Sebastian Loeb and co-driver Daniel Elena are aiming to hold on to the World Rally Championship lead. Picture / Supplied
Sebastian Loeb and co-driver Daniel Elena are aiming to hold on to the World Rally Championship lead. Picture / Supplied

Eight-time champ is on form - and a big fan of NZ roads

Sebastien Loeb is seeking to push out his World Rally Championship lead this weekend - and hopes to give his Citroen DS3 its first Kiwi win.

The eight-time champion won here in 2005 in his Xsara WRC, and again in 2008 in the Citroen C4.

Loeb's enjoying a healthy 30-point lead over teammate Mikko Hirvonen going into Brother Rally New Zealand, and Citroen's in a dominant position in the manufacturers' championship.

But this country's challenging roads haven't always been kind to the French driver, and last time he nearly posted a DNF after smashing into a bridge on day one.

Not one to take disadvantage lying down, Loeb put his race face on and tried to fight back. This saw him take a massive 22 seconds out of his closest rival on just one stage, and as the event neared its end, he managed to grab back the overall lead.

Then-teammate Sebastian Ogier spun, and then Loeb followed suit and frustratingly handed the lead back to Jarri-Matti Latvala.

There's no denying that Loeb's on form this season, winning four of six events so far with long-time co-driver Daniel Elena - and he's a big fan of our roads.

"This rally may well be the pinnacle when it comes to driving on gravel," said Loeb.

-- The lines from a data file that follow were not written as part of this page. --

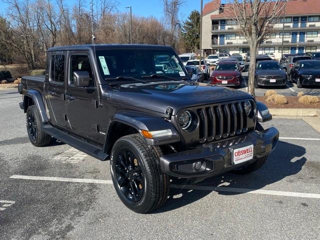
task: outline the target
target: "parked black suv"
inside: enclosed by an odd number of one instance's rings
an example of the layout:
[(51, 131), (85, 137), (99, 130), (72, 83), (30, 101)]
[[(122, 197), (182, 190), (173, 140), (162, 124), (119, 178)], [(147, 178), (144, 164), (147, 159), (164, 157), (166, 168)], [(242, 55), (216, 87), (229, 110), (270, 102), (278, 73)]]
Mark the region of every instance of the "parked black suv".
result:
[(164, 204), (174, 177), (250, 172), (276, 145), (276, 129), (259, 122), (272, 118), (265, 105), (191, 82), (170, 47), (59, 46), (47, 56), (46, 76), (18, 88), (30, 141), (44, 146), (52, 136), (110, 159), (116, 192), (136, 212)]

"It's a bit like Finland -except the trees are much further back from the side of the road.

" It has often been said that it's an extremely quick course, but I think it's actually quite varied, with some really twisty sections. It is a rally where you need to be pushing all the time. If you're not giving it 100 per cent, you can see it in the times straight away.

"True enough, I have won the rally twice out of six attempts, but I have also made some mistakes here. Some when I was pushing hard, some when I had adopted a more measured pace. The speeds we reach here are such that you have to stay perfectly focused all the time."